Life Cycles – A Self-Regulating Society

A healthy society is one that includes children and the elderly in social roles.

Women in leadership positions.

By doing so, we relieve the stress and unrealistic expectations placed upon millions of young individuals in the workforce who are in a phase of self-discovery: the ages of 20-30. This creates a balanced economic chain where there is mutual respect for multiple perspectives that only different stages of life can provide.

In Wiccan philosophy, we have the maiden, the mother, and the crone. They are all part of the same goddess but in different life stages. They represent the phases of the moon that we experience daily.

Children teach us so much. Their constant laughter or admiration for the simple things serve as a constant reminder of how each day can be so different from the next. Children embody pure emotion, which we learn to mask and suppress as adults, often paying a high price for not listening to the inner part of ourselves that longs to be expressed. As a result, we miss out on living a life that truly satisfies our creative essence.

The only request of old age is for us to keep our hearts young, and this we learn from the smile of a child. Through their honest and unpretentious observations.

Or in a tribe, where the most respected member is the sage. Everyone listens to them because they have experienced everything that you are going through now, and much more. Their advice holds weight because they didn’t study it, they lived it, and their manifested life is proof that they know what they’re talking about.
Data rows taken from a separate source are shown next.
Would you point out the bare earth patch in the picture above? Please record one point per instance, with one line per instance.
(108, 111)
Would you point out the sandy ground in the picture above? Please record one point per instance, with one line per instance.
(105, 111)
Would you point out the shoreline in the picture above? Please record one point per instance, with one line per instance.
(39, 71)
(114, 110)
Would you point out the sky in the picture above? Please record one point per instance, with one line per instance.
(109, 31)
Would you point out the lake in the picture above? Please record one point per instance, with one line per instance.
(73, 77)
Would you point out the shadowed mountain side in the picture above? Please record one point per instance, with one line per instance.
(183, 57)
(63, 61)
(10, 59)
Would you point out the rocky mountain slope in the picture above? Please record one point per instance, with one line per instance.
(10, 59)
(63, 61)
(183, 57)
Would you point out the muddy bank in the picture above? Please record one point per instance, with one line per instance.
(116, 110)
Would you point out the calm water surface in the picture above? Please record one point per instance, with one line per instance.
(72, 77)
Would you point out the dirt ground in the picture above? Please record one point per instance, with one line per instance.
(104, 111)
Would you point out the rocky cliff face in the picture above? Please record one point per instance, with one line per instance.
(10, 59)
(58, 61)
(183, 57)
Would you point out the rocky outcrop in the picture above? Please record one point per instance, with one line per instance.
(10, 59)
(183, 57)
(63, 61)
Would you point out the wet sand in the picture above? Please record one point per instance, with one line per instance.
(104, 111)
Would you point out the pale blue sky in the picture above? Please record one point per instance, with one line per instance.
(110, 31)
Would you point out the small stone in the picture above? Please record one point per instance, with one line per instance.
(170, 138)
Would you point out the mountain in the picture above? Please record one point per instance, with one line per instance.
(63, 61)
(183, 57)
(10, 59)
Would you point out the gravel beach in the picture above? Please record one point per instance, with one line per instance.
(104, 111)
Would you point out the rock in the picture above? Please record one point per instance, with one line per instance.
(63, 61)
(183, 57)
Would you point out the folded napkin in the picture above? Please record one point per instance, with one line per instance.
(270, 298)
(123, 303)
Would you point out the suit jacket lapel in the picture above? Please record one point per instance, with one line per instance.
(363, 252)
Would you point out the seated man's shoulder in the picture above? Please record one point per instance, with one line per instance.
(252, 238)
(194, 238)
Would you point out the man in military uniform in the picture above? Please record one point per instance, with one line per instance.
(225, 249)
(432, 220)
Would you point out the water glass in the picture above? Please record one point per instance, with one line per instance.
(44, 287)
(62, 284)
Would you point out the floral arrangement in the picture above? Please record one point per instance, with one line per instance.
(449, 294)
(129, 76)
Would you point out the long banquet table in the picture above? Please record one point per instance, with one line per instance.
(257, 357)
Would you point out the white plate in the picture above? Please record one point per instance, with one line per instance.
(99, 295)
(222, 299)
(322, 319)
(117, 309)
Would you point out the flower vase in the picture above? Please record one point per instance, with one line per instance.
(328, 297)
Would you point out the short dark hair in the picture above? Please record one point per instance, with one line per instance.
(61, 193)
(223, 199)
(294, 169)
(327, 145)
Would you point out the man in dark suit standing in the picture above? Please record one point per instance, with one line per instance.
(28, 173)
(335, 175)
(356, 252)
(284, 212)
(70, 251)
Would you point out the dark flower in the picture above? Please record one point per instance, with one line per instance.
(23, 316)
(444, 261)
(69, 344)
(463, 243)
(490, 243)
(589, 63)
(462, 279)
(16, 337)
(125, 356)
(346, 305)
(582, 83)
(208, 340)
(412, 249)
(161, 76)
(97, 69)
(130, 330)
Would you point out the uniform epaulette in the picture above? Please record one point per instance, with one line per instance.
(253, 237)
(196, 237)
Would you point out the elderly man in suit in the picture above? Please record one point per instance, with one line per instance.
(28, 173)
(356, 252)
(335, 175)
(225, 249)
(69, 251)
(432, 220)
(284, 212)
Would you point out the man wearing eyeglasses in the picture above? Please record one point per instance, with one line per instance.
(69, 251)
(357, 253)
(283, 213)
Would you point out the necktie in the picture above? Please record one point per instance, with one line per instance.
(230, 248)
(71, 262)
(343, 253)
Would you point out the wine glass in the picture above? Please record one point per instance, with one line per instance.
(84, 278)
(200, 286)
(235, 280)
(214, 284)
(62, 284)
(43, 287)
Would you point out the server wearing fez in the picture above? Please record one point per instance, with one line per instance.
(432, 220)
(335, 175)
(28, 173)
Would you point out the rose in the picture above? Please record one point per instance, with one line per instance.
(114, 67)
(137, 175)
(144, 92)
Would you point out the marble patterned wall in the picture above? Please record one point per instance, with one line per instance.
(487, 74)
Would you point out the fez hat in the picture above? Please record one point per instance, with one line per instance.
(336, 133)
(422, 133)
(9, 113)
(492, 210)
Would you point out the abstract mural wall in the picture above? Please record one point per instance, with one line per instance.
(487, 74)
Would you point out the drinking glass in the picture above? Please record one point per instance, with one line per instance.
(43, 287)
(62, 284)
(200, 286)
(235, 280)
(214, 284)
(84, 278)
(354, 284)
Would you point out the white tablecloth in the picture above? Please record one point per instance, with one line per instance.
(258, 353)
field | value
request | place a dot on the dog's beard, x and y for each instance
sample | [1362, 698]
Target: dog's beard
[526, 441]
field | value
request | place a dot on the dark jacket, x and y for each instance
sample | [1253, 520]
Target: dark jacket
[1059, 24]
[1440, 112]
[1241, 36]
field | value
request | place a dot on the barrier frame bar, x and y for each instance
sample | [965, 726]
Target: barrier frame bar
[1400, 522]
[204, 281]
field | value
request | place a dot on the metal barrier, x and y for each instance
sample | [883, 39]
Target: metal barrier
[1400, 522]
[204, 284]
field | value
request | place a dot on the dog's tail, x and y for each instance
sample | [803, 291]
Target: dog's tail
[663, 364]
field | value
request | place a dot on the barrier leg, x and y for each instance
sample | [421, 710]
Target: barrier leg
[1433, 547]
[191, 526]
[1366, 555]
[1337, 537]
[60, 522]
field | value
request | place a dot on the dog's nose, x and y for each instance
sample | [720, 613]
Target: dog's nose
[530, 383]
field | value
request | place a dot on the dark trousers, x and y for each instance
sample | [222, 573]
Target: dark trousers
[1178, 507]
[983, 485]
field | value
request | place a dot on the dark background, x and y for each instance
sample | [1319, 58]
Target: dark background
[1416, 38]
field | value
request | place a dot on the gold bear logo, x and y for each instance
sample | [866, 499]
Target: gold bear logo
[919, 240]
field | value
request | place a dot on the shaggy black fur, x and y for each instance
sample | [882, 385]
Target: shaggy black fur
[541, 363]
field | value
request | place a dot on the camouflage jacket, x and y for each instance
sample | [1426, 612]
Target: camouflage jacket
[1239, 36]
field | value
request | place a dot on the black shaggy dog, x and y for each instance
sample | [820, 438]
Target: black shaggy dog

A friend once told me that he saved a lot of therapy money when he started listening to the elders: the stories they have to tell, their insights into emotional problems that seem never-ending, or what truly matters in life.

When we talk about including children and the elderly in social roles, we are talking about considering it normal for a child to feel excited in public spaces, to cry, or even to make a mess. It’s about reflecting on what these actions represent to our inner selves, as well as what our inner child has to say. It’s about embracing a simple meditation and questioning why a child’s cry bothers us so much. It’s about treating a being who may be smaller and less experienced than us as an equal, appreciating their curiosity and openness to teach us. It’s about observing genuine conversations and emotions, free from pretense, when engaging with others. Authentic expression. What would become of us if we all interacted authentically with our colleagues, bosses, and even those we seek to impress… The result would be an authentic life.

Would having women in leadership positions result in more creative and vibrant companies?

An elderly person with gray hair… the absence of color in their hair gives way to the ethereal hue. The color of spirit, of divine light. As people grow older, their social role in society becomes more spiritual. Could it be that the elderly are the true leaders of communities? The necessary maturity and decreased focus on individual interests make for wise leaders.

Each cycle comes with its own wisdom and unique characteristics, just like each planet in the zodiac, which governs each age. For a balanced society, we need all the planets to function together. When we exclude certain groups, we create a lack in the system that needs to be filled in some way.

Could it then be socially beneficial to learn to admire and respect differences? To teach this to our children, apply it in our own lives, and fully embrace each phase that life presents us?

Nature is so perfect that it self-regulates effortlessly.

We, as intelligent children of nature, see that perfection already exists in everything that surrounds us.